I used to train HIT/failure when I was about your age. Real good results. I only trained twice a week, and obviously combined body parts on those days. It most likely resembled some of Mike Mentzer’s favorite split routines.

I don’t think I could lift that frequently and go to failure and expect results. For me that would be too much.

My recommendation would be to choose two exercise per body part to blast, and one compound lift and one isolation exercise. Then only workout every two days.

Monday - Chest and tri’s
bench press
cable crossover
skull crusher
push downs

Thursday - Back and bi’s
rows
pulldowns
chins
alternating db curls

Saturday - legs and calves
machine hack squat
leg extensions
leg curl (hammies)
calve raises

Tuesday - repeat

This worked quite well for. Did it while I was in college. The only thing I don’t remember is if I did two or three sets to failure. I did keep the rep range between 8-10. I remember the first time I went from about 175 to 210 in a matter of months. Stayed quite lean.

You can do it if you like. You can ignore it if you like.

i just play it by feel with a general outline of weight/reps/sets, etc.

im actually going a 6th day now just because i cant fit the time to do abs and calves in my regular training week.
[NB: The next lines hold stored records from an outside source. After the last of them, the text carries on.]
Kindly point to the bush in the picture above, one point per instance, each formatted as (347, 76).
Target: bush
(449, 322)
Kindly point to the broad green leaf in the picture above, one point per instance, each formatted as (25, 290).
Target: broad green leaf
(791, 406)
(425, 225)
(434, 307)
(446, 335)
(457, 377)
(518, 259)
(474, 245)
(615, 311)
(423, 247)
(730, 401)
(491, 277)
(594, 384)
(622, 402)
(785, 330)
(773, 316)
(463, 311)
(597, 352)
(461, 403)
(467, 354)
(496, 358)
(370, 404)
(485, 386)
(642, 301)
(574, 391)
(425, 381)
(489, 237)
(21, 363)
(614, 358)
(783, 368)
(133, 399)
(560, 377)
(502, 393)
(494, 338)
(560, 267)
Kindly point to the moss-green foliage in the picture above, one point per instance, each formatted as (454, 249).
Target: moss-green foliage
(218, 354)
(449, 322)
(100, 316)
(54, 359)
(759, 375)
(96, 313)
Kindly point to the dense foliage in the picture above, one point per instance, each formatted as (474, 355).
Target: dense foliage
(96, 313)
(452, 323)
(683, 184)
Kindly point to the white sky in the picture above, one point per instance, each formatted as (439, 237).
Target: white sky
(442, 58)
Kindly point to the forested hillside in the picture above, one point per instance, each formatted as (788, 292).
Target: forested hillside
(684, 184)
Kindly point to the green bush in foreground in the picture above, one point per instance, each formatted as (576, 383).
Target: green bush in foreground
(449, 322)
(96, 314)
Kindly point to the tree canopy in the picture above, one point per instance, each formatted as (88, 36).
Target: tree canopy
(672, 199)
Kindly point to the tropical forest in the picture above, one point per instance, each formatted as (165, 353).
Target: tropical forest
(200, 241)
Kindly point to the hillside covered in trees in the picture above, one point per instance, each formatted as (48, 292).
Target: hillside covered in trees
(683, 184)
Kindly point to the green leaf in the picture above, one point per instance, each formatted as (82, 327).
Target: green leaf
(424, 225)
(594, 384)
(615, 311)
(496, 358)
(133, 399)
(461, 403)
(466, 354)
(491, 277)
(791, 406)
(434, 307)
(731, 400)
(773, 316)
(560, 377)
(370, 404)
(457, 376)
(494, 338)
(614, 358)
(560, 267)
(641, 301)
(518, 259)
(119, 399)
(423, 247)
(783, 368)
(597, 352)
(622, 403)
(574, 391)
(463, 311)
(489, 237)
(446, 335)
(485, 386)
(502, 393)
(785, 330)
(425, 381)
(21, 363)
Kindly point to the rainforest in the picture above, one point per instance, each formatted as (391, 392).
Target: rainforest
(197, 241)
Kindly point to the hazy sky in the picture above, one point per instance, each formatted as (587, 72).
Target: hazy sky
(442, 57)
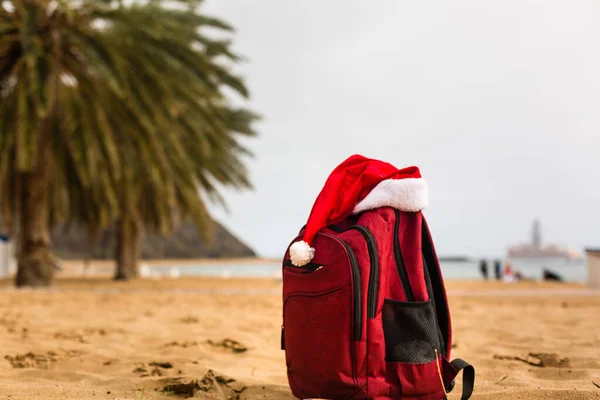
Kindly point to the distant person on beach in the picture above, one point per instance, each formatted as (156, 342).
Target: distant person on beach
(498, 269)
(483, 268)
(548, 275)
(508, 273)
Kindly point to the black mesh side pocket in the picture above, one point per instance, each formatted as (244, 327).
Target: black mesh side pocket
(410, 331)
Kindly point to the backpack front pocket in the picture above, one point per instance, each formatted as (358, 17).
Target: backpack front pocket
(319, 343)
(410, 331)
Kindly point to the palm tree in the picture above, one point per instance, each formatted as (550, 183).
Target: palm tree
(102, 103)
(158, 203)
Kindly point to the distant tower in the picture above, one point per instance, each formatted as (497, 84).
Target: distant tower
(536, 234)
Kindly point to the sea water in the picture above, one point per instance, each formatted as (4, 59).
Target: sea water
(467, 270)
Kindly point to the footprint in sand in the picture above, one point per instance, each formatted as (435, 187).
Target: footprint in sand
(70, 336)
(43, 361)
(189, 320)
(153, 369)
(229, 344)
(539, 360)
(181, 344)
(224, 387)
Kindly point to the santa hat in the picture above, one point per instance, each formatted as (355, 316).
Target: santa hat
(356, 185)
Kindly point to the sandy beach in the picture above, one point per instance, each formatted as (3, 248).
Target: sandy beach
(219, 339)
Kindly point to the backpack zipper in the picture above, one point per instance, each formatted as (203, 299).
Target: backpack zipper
(355, 285)
(400, 261)
(373, 272)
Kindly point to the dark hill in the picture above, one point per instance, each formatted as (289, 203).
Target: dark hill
(183, 243)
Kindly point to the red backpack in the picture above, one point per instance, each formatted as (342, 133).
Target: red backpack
(365, 313)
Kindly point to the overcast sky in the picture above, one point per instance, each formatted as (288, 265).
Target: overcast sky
(497, 102)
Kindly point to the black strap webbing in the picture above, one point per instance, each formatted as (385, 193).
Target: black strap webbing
(468, 376)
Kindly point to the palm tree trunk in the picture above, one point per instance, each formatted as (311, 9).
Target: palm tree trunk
(35, 265)
(128, 248)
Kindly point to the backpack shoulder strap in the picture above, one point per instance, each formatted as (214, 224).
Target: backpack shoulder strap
(435, 287)
(437, 293)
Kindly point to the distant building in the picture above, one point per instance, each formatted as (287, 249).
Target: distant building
(536, 249)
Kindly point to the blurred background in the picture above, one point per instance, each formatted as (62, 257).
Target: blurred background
(495, 103)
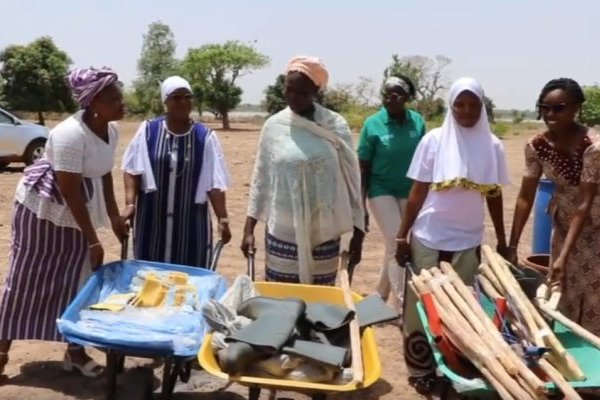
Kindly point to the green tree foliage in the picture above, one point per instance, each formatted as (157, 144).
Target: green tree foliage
(429, 77)
(156, 63)
(34, 78)
(590, 112)
(517, 116)
(213, 70)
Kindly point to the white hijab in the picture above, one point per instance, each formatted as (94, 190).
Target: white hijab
(473, 153)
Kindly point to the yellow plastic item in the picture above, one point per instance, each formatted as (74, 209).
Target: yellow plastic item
(181, 294)
(312, 294)
(116, 302)
(177, 278)
(152, 294)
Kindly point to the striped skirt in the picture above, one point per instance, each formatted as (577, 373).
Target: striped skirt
(46, 262)
(282, 261)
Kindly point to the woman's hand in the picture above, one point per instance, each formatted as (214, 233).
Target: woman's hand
(247, 246)
(402, 252)
(120, 227)
(96, 255)
(556, 277)
(225, 233)
(355, 246)
(511, 255)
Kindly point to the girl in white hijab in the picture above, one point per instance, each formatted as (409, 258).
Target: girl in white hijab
(456, 169)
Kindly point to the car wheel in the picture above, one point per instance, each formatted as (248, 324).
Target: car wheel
(34, 151)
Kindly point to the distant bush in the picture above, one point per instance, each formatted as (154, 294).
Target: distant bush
(500, 129)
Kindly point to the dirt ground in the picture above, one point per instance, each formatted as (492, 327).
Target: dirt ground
(35, 372)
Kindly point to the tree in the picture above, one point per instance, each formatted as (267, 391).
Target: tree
(489, 108)
(34, 78)
(156, 63)
(590, 112)
(275, 96)
(213, 69)
(428, 76)
(517, 116)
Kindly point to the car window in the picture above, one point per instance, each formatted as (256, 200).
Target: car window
(5, 119)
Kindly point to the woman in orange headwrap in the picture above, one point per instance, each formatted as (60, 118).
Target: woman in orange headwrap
(306, 184)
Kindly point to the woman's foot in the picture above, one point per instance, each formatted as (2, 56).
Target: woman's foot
(77, 359)
(3, 362)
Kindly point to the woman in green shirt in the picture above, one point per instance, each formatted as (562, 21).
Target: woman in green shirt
(387, 143)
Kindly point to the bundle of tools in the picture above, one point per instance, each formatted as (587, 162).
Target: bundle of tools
(461, 325)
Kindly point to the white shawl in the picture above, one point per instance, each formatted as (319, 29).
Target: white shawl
(475, 153)
(286, 195)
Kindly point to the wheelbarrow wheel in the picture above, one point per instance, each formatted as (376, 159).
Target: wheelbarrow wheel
(253, 393)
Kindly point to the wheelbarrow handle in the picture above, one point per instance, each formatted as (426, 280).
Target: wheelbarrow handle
(124, 248)
(215, 255)
(250, 269)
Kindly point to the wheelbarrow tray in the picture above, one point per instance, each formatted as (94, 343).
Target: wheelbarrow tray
(310, 294)
(88, 295)
(585, 354)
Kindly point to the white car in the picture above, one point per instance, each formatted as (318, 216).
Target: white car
(20, 141)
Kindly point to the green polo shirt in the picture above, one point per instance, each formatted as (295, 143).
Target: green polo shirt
(389, 147)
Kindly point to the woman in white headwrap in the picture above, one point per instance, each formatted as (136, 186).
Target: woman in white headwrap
(456, 169)
(172, 168)
(306, 184)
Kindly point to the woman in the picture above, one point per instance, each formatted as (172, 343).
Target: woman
(568, 153)
(306, 184)
(455, 169)
(60, 202)
(387, 143)
(172, 167)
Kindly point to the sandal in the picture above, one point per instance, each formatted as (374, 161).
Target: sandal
(3, 362)
(90, 369)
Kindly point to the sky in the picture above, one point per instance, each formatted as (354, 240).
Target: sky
(513, 47)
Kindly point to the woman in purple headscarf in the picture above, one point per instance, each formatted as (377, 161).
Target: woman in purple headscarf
(60, 202)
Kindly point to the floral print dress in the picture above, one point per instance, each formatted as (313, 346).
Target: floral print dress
(582, 269)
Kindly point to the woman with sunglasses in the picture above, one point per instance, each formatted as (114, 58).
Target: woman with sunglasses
(456, 169)
(387, 143)
(172, 168)
(567, 153)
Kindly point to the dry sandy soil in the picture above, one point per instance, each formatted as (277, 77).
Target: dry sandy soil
(34, 371)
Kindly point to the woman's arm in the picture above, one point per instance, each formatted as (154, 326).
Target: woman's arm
(109, 196)
(416, 198)
(219, 205)
(495, 205)
(70, 186)
(587, 192)
(365, 171)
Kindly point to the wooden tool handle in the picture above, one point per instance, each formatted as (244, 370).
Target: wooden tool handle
(357, 361)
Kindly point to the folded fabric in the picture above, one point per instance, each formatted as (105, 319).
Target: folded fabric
(324, 317)
(115, 302)
(329, 355)
(372, 310)
(255, 307)
(237, 357)
(267, 334)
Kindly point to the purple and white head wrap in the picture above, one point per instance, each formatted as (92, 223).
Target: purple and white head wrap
(86, 83)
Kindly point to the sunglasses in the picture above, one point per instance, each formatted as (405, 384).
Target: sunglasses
(393, 96)
(181, 97)
(555, 108)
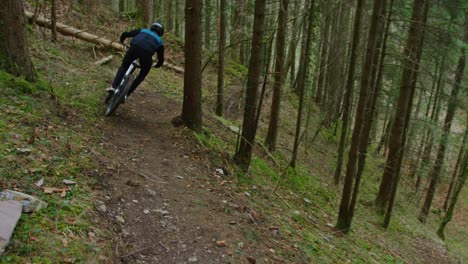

i dont mind the way im doing it now. i dont have a lot of hours at my job anyway so its a good way to kill time plus i get to use more intensity when i train in a single day versus trying to put two groups in one day. plus i can shoot the shit a little bit talking with people there and not lose any sleep over it.

i cant wait for winter to come so i can get my appetite back and start bulldozing through weight. im one of few people in their early 20’s (21 in Oct) who doesnt give a fuck about having abs and still trains for looks. Summer 2009 ill do my first real cut. hopefully ill have at least 5-10 lbs more of muscle by then. considering im 197 now being 210 in a year would be friggin sweet.